Shaun Walliss

Personal information
- Full name: Shaun Walliss
- Born: 8 February 1972 (age 54)

Playing information
- Position: Second-row, Prop
Club
| Years | Team | Pld | T | G | FG | P |
| 1993 | Illawarra Steelers | 5 | 0 | 0 | 0 | 0 |
| 1995–96 | South Sydney | 7 | 0 | 0 | 0 | 0 |
| 1997 | Western Suburbs | 1 | 0 | 0 | 0 | 0 |
|  | Total | 13 | 0 | 0 | 0 | 0 |
- Source: As of 21 December 2022

= Shaun Walliss =

Australian rugby league footballer

Shaun Walliss is an Australian former professional rugby league footballer who played in the 1990s.
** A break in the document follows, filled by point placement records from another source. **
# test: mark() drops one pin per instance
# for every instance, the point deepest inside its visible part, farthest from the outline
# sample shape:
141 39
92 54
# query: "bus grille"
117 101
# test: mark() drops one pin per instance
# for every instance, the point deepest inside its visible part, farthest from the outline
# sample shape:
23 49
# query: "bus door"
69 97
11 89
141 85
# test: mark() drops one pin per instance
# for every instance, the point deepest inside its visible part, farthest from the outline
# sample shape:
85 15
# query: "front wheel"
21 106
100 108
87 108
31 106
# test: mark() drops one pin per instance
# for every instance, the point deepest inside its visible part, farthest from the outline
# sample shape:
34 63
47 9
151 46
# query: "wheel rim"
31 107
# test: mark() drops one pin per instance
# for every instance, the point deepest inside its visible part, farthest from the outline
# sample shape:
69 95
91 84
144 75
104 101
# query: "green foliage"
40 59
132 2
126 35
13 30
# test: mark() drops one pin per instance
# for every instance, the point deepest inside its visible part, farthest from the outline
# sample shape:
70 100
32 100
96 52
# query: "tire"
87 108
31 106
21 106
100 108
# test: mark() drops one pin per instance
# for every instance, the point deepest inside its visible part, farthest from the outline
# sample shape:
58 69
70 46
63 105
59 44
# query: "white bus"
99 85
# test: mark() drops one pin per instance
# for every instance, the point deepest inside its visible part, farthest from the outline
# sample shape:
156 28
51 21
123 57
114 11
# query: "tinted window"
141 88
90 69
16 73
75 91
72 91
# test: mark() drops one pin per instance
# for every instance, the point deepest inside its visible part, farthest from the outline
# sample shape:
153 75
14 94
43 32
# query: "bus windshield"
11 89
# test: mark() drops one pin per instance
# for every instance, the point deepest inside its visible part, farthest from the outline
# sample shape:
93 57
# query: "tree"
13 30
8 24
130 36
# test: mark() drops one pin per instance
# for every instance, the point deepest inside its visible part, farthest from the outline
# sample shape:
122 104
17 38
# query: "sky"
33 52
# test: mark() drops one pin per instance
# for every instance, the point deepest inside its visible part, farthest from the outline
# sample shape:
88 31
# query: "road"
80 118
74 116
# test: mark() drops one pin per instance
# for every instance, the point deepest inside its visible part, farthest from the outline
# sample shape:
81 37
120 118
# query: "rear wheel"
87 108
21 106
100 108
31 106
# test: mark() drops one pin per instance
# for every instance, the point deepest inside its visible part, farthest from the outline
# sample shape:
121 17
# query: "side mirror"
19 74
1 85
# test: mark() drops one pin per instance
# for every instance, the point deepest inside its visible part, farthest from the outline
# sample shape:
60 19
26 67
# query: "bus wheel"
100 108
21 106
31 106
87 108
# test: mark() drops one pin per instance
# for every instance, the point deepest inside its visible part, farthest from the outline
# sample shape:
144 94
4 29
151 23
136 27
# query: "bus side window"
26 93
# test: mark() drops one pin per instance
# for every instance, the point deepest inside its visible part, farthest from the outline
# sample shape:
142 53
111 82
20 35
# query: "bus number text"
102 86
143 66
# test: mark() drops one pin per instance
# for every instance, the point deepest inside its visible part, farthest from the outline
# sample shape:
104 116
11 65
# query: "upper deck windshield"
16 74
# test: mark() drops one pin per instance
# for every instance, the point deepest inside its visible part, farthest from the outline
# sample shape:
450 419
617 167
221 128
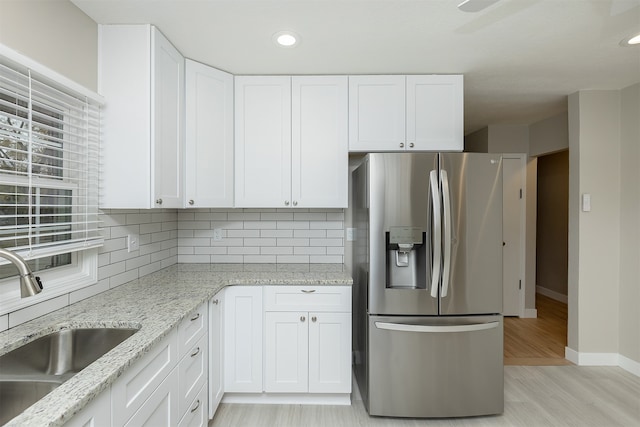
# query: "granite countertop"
155 304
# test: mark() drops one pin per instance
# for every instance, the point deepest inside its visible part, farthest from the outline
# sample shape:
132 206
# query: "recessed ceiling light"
631 41
286 39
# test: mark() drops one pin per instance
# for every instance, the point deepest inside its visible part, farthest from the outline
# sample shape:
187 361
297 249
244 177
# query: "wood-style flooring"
540 341
535 396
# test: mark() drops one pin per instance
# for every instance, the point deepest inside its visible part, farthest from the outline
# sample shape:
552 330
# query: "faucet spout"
29 284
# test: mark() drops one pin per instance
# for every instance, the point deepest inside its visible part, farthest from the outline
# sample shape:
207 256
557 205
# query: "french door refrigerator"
428 331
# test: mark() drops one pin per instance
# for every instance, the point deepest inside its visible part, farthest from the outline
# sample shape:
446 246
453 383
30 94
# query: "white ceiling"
520 58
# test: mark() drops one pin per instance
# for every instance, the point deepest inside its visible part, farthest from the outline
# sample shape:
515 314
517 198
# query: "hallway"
540 341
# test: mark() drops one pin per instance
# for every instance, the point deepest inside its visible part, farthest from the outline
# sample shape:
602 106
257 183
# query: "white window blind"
49 157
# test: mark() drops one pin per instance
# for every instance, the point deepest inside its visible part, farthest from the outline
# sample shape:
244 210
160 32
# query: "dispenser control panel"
405 235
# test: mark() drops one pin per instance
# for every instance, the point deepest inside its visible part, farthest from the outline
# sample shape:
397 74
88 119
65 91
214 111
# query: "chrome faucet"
29 284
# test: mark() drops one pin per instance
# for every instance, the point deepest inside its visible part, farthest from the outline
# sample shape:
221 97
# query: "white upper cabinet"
376 113
406 113
291 147
435 113
141 76
263 141
319 150
209 137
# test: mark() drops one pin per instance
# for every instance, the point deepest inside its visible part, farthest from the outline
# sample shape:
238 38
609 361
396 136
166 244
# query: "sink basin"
16 396
63 352
30 372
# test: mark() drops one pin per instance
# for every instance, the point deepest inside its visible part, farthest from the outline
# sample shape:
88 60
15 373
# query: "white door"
216 352
286 352
512 209
243 339
319 146
167 103
329 352
263 141
435 113
209 137
376 113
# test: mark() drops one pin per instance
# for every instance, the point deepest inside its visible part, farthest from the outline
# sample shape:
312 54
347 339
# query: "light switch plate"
133 242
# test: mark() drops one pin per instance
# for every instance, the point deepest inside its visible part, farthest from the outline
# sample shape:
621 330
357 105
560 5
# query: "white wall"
629 317
549 135
62 37
594 237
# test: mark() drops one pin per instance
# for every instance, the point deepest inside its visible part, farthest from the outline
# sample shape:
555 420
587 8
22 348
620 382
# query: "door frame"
523 223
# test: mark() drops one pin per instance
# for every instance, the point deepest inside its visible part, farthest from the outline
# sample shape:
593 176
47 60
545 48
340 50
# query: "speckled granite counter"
155 303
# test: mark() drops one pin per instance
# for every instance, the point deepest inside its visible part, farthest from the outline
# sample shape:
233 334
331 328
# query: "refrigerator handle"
446 197
436 233
403 327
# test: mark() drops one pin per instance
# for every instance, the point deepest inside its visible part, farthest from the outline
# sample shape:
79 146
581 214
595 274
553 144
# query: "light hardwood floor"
535 396
540 341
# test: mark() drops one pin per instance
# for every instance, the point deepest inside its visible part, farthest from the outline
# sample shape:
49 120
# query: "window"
49 152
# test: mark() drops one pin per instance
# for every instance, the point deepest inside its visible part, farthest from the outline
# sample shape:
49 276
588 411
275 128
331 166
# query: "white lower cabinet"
161 409
308 351
95 414
243 339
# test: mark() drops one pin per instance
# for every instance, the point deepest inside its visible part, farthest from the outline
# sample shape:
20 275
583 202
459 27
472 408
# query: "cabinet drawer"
307 298
193 373
138 382
191 329
196 414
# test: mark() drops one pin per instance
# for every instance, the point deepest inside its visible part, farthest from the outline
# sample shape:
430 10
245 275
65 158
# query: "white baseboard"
629 365
288 398
602 359
552 294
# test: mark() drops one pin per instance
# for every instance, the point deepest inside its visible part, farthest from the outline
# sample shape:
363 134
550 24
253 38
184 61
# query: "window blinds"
49 157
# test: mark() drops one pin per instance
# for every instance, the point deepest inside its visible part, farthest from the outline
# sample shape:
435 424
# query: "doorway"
542 340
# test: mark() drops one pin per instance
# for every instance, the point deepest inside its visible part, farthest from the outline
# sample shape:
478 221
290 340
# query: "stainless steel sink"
30 372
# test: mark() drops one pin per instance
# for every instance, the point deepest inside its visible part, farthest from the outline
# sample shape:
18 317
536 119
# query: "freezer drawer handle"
433 328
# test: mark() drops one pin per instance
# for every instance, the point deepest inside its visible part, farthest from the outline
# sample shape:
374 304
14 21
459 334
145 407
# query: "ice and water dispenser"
406 258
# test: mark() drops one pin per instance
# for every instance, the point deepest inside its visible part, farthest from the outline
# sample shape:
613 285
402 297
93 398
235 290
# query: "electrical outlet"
351 234
133 242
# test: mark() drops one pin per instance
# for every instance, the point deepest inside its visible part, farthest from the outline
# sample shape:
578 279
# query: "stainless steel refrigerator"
428 331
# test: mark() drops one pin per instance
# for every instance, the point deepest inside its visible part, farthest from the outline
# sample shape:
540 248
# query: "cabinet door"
243 339
286 352
376 113
435 112
161 409
319 147
209 137
216 352
167 127
329 352
95 414
263 141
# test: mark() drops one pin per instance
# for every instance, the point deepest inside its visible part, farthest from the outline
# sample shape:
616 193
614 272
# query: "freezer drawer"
435 366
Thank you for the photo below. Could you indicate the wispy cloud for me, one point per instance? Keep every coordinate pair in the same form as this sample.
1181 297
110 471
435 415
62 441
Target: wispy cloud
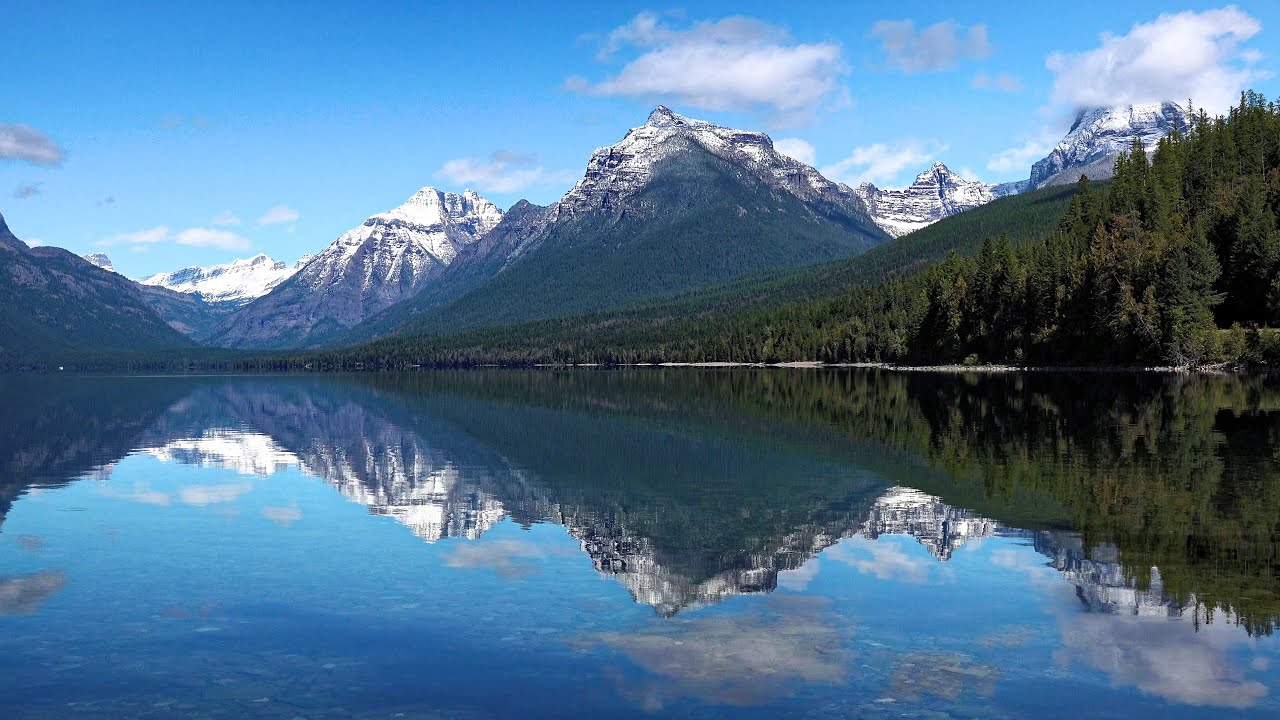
1175 57
506 171
798 149
1022 155
191 237
883 163
735 63
940 46
26 191
1000 81
27 144
225 219
279 215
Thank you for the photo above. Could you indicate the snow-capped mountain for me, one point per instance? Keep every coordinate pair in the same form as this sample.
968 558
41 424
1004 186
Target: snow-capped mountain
236 282
936 194
387 259
621 171
1101 133
676 204
101 260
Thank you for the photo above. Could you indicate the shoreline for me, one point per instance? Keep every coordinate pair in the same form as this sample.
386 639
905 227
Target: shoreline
891 367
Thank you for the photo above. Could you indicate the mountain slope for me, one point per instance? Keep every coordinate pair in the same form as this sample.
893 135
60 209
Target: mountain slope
54 302
936 194
237 282
631 333
1100 135
389 258
675 205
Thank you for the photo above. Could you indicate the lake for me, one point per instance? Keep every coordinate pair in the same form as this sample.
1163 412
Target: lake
640 543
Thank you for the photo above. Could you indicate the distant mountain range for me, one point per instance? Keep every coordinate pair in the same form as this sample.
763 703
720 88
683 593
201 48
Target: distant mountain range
676 204
54 302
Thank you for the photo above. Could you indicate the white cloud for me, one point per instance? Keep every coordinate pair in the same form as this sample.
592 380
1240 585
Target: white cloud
883 163
883 559
279 215
24 142
1020 156
936 48
730 64
159 233
504 171
1175 57
225 219
1000 81
191 237
798 149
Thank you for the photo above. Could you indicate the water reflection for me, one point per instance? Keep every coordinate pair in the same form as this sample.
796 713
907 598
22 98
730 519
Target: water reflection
1144 511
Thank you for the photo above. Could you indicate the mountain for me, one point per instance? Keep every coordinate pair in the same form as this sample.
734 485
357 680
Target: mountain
1101 133
237 282
54 302
389 258
101 260
936 194
676 204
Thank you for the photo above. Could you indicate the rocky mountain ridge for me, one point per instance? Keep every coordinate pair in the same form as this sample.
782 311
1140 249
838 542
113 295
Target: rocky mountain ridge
389 258
237 282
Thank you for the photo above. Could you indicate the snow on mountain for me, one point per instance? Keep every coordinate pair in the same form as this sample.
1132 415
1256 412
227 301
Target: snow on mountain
388 258
1101 133
101 260
936 194
618 171
616 174
402 244
236 282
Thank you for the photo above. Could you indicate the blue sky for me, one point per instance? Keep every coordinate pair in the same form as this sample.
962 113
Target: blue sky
169 135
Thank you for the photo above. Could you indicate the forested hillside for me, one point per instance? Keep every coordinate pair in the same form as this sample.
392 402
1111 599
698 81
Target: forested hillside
1150 269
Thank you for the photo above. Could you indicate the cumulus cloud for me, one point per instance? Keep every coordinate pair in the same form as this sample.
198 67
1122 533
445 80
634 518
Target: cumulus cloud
937 48
798 149
506 171
883 163
1162 659
209 237
191 237
225 219
735 63
27 144
1022 155
1175 57
508 559
279 215
1000 81
883 559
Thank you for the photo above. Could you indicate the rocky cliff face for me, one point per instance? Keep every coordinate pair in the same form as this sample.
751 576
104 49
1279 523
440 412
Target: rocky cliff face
53 301
101 260
938 527
1101 133
387 259
675 204
936 194
236 283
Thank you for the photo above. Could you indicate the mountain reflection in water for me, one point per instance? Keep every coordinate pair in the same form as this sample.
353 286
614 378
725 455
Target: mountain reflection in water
1148 499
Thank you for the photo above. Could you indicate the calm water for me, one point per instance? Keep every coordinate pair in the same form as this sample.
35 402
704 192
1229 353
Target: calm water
640 543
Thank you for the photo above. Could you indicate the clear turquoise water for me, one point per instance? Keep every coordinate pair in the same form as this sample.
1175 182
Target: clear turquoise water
638 543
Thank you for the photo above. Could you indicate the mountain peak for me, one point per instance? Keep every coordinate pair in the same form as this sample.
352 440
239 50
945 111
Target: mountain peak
101 260
662 115
1101 133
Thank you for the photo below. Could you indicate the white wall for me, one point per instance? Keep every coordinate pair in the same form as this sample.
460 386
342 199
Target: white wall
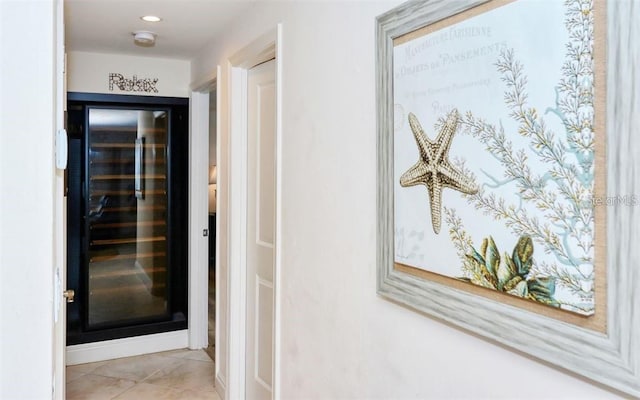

He played for Western Suburbs, the Illawarra Steelers and South Sydney in the NSWRL/ARL competition.

==Playing career==
Walliss made his first grade debut for Illawarra in round 17 of the 1993 NSWRL season against the Gold Coast Seagulls. Walliss came off the interchange bench in a 26-0 victory at WIN Stadium. In 1995, Walliss joined South Sydney. He played two seasons with Souths before switching to Western Suburbs ahead of the 1997 ARL season. Walliss played one match for Western Suburbs which was in round 1 of the 1997 season against the Gold Coast Chargers.